La
pomme de terre : produit alimentaire stratégique
Ces derniers jours, une polémique soulevée par l’importation de pommes de
terre de Turquie est venue alourdir un climat de crise politique. Que
savons-nous de ce tubercule originaire d’Amérique du sud, plus précisément de
la Cordillère des Andes, et dont la culture est devenue universelle ?

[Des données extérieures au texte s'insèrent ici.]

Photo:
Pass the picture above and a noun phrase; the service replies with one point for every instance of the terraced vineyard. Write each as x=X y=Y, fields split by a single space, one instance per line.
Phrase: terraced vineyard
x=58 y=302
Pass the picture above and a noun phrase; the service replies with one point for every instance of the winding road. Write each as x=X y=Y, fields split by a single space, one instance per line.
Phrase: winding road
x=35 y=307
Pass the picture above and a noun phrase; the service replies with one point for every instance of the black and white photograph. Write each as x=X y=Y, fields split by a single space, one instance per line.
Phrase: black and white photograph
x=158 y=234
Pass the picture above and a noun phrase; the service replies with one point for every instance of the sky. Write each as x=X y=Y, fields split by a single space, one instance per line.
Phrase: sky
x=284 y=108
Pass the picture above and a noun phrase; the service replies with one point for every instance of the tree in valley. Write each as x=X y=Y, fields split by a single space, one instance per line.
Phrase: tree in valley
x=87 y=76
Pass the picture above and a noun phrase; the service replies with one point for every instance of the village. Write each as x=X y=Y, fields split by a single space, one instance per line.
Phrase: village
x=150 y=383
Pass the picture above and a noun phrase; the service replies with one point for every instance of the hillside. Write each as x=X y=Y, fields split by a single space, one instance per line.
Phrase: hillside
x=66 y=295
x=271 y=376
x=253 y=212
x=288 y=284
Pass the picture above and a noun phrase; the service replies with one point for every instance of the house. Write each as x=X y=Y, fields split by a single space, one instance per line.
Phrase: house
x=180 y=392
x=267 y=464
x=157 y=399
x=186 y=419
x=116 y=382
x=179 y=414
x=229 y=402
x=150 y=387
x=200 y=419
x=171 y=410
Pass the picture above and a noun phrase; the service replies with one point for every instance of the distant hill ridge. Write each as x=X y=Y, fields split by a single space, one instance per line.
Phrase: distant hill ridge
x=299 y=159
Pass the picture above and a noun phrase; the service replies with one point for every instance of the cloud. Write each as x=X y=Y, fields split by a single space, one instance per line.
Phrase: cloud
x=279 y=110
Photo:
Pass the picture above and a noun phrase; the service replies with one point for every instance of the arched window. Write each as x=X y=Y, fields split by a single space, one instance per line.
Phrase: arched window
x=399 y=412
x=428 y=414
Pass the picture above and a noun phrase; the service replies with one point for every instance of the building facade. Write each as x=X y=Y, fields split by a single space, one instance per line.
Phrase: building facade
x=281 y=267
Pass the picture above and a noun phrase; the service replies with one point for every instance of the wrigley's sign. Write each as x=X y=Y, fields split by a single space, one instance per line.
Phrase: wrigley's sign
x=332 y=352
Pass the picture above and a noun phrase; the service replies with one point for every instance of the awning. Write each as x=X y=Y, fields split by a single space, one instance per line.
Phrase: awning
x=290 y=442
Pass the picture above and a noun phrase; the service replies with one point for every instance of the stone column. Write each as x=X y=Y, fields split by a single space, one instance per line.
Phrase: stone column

La P de T est le troisième produit
alimentaire le plus consommé dans le monde après le riz et le blé et sa culture
occupe près de 20 millions d’hectares. La production mondiale est estimée à 370
millions de tonnes. Les plus gros producteurs sont : la Chine avec 25% de
la production mondiale, suivie de la Russie avec 12% de la production mondiale
et de l’inde.
La pomme de terre est probablement le légume le plus
consommé dans le monde. On le retrouve comme aliment essentiel de la diète des
consommateurs de la plupart des pays. C’est aussi un féculent dont l’amidon est
utilisé dans l’industrie agroalimentaire et qui peut remplacer la farine dans une
bonne partie de l’alimentation. Les industries alimentaires
transforment la pomme de terre qu'on retrouve dans les surfaces de consommation
en version surgelée à partir de laquelle les frites servies dans les restaurants
sont généralement préparées. En plus de ces frites industrielles, il existe
aussi des chips faites à base de ce tubercule. Mais c'est dans l'industrie non
alimentaire que se trouvent la plupart de ses débouchés.
C'est vers la fin
du 16 ième siècle, après la découverte de l'Amérique, que la plante est
introduite en Europe, et de nos jours, plus de 150 pays dans le monde cultivent
la pomme de terre ; mais toutes les pommes de terre ne se ressemblent pas.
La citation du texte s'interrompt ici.